Poor integration in the development process creates fragmentation, with disjointed components due to multiple teams using their own architecture, approaches, and tools. This cascades into compatibility, maintenance, and efficiency issues. Fragmentation is reduced by standardizing the software development lifecycle, tools, and approaches across teams. This especially benefits OEMs and their suppliers, where new product launch success depends on software component integration. Limiting the number of automobile platforms for software deployment is a means to reduce fragmentation.

Further, governance and data consolidation improve speed and efficiency. This enables Companies to expedite processes and respond more effectively to market requirements. This results in more rational decision-making, based on reliable and verifiable information, and consolidated through governance mechanisms.

End-to-end visibility enables companies to identify bottlenecks and areas for improvement, to improve resource allocation and focus efforts on value-added activities. Visibility allows distinguishing between value-added and non-value-added work. Timely insight into scalability requirements is essential to adapt to the auto industry's dynamic landscape. This includes timely anticipation of demand, technology, or market dynamics changes to adjust operations and methods accordingly.

The pandemic and the need for remote work elevated the need for centralized coordination of new product introduction. Centralizing work and control was a means to implement visibility instead of relying on multiple teams across business units and regions. Cloud computing evolved as the natural fit for centralized teams to operate this process: The Infosys Cloud Radar study reported new product introduction as one of the most popular cloud use cases, followed only by visibility into shop-floor quality.

The following recommendations can help automotive leaders address software and related integration challenges and improve visibility:

• Consolidate software development performed by multiple teams to one central repository to eliminate black holes, blind spots, and delays.
• Implement real-time status indicators and reporting dashboards.
• Align software delivery project plans with vehicle launch timelines.
• Adopt AI with humans-in-the-loop for exception handling and automated record-keeping and traceability.
• Minimize code fragmentation in development processes to enhance their integration.
• Enhance end-to-end visibility to assist decision-making.

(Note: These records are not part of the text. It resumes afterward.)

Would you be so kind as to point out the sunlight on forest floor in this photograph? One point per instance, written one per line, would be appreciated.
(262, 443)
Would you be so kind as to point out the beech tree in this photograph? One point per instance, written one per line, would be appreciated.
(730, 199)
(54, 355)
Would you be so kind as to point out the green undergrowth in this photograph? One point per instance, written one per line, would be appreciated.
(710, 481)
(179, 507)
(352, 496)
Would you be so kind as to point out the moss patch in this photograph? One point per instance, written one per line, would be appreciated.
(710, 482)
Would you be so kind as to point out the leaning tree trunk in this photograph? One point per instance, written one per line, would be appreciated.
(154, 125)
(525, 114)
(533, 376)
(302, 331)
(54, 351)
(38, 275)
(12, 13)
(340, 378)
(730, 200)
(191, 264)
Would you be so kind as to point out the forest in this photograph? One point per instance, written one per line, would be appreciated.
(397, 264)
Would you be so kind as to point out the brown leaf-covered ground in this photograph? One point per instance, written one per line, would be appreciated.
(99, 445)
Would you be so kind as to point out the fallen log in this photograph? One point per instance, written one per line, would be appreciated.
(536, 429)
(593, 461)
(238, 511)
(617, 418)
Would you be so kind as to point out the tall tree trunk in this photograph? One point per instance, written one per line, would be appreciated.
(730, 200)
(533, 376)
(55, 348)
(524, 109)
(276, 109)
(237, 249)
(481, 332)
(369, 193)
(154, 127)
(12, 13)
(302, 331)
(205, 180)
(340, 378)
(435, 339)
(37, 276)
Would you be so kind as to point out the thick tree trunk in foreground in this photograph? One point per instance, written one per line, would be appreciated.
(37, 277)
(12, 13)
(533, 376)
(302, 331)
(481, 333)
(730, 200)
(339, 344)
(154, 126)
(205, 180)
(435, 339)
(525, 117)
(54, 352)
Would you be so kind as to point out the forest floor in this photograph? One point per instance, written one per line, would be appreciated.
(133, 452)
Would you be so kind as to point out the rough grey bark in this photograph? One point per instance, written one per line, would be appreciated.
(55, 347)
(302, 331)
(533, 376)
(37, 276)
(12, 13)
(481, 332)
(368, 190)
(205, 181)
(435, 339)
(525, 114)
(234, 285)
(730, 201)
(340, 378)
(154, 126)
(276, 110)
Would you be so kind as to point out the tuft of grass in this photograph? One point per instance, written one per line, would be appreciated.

By implementing these recommendations, automotive manufacturers can simultaneously streamline their manufacturing and software operations. These efforts enable OEMs over time to be agile, move faster at scale, mitigate risks, and increase the potential for the timely release of new products for revenue generation. OEMs should extend visibility from the physical shop floor to include updates from virtual software development happening in the offices above.